Güterverkehr in Österreich – klimafit bis 2040?

Österreich muss bis 2040 klimaneutral sein. So will es das Programm der österreichischen Bundesregierung. In diesem Herbst wird ein neuer Masterplan den Weg zu einem nachhaltigen Güterverkehr aufzeigen, dessen CO2-Emissionen in den letzten Jahrzehnten durch die Decke schossen. In knapp zwanzig Jahren soll die notwendige Antriebsenergie von Kraftfahrzeugen, Lokomotiven und Binnenschiffen für den Gütertransport nicht mehr CO2 ausstoßen, als für ihre Produktion notwendig ist. 

Eine nüchterne Feststellung vorweg: Der angekündigte Masterplan für Güterverkehr ist vermutlich so verbindlich wie all seine Vorgänger – nämlich gar nicht. Wie der Gesamtverkehrsplan Österreich (2012) wird er ein Planungsdokument sein, das im Wesentlichen auf die Kooperation von Stakeholdern und Gebietskörperschaften hoffen muss. Umzusetzen hat er allerdings den Green Deal der EU, der mit klimafitten Vorschriften tatsächlich ernst macht. Energieeffizienz und Verfügbarkeit von Energie aus sauberen Quellen werden daher zwangsläufig auf der Tagesordnung stehen.

Das Umweltbundesamt (UBA) stellt fest, dass Österreich im Jahr 2040 auch mit großen Anstrengungen nur eine bestimmte Menge an erneuerbarer Energie zur Verfügung haben wird. Diese ist niedriger als der derzeitige Gesamtenergiebedarf. Laut UBA bedeutet das für den Verkehr eine Reduktion auf ein Drittel und impliziert möglichst energieeffiziente Verkehrsträger auch im Güterverkehr. Hier ist die Schiene der Straße bei Weitem überlegen. Das bedeutet ein Nullwachstum bei der, auf der Straße transportierten Warenmenge. Ein geringfügiges Wachstum im gesamten Güterverkehr darf stattfinden, muss aber auf der Schiene erfolgen. Die Gretchenfrage ist daher, wie soll das alles funktionieren?

Dem Güterverkehr auf der Schiene kommt hier eine wichtige Rolle zu. Laut Masterplan soll sein Marktanteil, sofern die EU sich schienenfreundlicher aufstellt, von 31 Prozent bis auf 40 Prozent ansteigen. Das impliziert eine Steigerung von derzeit 28 auf 35 Mrd. Tonnenkilometer auf der Schiene im Jahr 2040. Inwieweit das gelingen kann, ist fraglich. Letztlich wird es auf dem Schienennetz eng, zusätzliche Züge haben nicht immer Platz. 

Güterwaggons statt Schnellbahn?

Die Kommission hat einen Entwurf zur Optimierung der Transeuropäischen Netze präsentiert.
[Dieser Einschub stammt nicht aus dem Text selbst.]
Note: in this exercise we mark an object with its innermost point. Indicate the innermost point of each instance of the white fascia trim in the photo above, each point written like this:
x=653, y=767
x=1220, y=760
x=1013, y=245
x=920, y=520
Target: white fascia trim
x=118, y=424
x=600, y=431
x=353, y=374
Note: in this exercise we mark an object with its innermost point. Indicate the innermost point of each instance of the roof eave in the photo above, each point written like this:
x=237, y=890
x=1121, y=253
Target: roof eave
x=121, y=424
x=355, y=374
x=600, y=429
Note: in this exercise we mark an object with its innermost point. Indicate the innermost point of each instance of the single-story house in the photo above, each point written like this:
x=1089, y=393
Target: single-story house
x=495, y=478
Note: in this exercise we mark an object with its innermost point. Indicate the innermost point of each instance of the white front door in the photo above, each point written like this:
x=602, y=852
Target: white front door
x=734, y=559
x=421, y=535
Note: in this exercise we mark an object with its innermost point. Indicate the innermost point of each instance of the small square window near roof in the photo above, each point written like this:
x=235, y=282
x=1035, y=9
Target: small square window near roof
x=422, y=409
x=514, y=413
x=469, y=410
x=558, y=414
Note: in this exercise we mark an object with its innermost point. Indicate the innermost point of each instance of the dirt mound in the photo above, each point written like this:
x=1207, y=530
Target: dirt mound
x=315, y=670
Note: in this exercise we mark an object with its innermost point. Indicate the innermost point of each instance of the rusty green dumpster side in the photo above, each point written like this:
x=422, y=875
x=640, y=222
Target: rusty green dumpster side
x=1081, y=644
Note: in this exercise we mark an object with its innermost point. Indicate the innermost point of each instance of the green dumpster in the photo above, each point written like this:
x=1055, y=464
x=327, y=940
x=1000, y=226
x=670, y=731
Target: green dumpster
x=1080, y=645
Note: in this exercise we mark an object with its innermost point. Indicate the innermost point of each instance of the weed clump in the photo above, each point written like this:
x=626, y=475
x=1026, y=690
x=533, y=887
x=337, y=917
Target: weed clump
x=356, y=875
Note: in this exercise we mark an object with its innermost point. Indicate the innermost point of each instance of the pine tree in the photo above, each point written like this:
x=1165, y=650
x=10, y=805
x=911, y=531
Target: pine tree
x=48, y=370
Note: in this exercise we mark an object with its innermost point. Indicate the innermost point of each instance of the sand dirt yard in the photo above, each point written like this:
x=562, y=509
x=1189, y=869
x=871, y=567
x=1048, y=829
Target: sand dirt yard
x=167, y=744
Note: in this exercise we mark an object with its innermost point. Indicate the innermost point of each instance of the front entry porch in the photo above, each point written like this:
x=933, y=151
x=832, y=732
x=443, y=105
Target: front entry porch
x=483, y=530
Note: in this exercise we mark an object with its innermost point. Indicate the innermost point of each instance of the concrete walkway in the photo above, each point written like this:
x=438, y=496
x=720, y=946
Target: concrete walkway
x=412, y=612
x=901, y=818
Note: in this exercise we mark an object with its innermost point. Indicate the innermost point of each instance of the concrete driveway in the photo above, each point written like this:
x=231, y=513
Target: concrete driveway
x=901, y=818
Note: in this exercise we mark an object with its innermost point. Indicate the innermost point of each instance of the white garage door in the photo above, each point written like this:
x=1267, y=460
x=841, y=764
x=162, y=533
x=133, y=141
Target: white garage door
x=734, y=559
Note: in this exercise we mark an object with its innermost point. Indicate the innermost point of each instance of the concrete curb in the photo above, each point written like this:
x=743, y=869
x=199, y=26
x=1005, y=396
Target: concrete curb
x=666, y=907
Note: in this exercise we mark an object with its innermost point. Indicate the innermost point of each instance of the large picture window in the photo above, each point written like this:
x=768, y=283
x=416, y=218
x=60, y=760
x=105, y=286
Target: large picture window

Ziel ist es, den internationalen Personen- und Güterverkehr auf der Schiene zu fördern. Maßnahmen wie die schnellere Einführung des Europäischen Zugsicherungssystems (ETCS) sowie der raschere Infrastrukturausbau sind sicherlich zu begrüßen. Der alleinige Fokus auf internationale oder auf Hochgeschwindigkeitsverkehre birgt aber auch Risiken. In Europa wird auf der Schiene vielfach im sogenannten Mischbetrieb gefahren. Das bedeutet, dass unterschiedliche Verkehre (Güter- und Hochgeschwindigkeitsverkehre, Regionalzüge) auf derselben Infrastruktur fahren. Dies erfolgt mit unterschiedlichen Geschwindigkeiten. Je höher die Differenzen bei den Zuggeschwindigkeiten sind, desto schwieriger wird die Sicherstellung des Mischbetriebes, letztlich fehlen die Möglichkeiten des Überholens. Insgesamt können dann weniger Züge je Trassenkilometer fahren – auch im Güterverkehr. Das Erhöhen der Geschwindigkeit einzelner Züge kann daher das Einhalten von Taktfahrplänen erschweren. Gerade der Taktverkehr ist aber für verlässliche Umsteigeknoten und -zeiten für die Fahrgäste im Nah- und Fernverkehr unverzichtbar. Netzausbau und Fahrgeschwindigkeiten sollten sich daher weiterhin nach den Erfordernissen der Taktfahrpläne und der Netzauslastung richten.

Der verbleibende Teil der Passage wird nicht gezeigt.